Ironically, it is SEC Commissioner Caroline Crenshaw, who dissented from the approval of the spot Bitcoin ETFs, who called out the irony of the notion that Bitcoin’s validation could come from these ETFs or the existing financial system:
“I am aware of the grand claims made by proponents of [the spot Bitcoin ETFs] and similar products. They are disintermediating the financial system. Banking the unbanked. Enhancing freedom. Changing the world. And when I read the whitepapers, it can be hard not to buy in. Many of the goals of the crypto ecosystem are goals I support. How can you be against freedom and prosperity? But when I look at products like the ones at issue in today’s approval, I have a simple question: wasn’t bitcoin supposed to solve this? If the technology is so revolutionary, why do so many of its uses seem to revolve around recreating the existing financial system … ?”

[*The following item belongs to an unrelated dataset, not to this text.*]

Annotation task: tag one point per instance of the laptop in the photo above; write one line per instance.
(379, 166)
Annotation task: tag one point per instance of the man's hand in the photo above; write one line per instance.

She also even called out what she views as the insanity of trying to make Bitcoin the basis for an ETF: “Bitcoin is a peer-to-peer system. Individual investors in the U.S. who want to invest in the product may already do so, either by mining it themselves or by setting up a wallet and buying it from someone else, each of which they are able to do from the comfort of their living room. That is the whole point of creating a new, censorship-resistant digital currency. So why is so much energy being expended on linking it to the existing financial system?”
While she’s not wrong that the ETFs do not further the original ideals of Bitcoin in terms of creating an alternative, decentralized financial system, they do at least get more people interested and engaged with it, even if in an indirect way.
Even so, far in the future, the events that will be noted as significant events in the history of Bitcoin will likely have to do more with the use of Bitcoin, not in the ETF wrapper, but in its native form and in movements seen on-chain, which is where the real action will remain.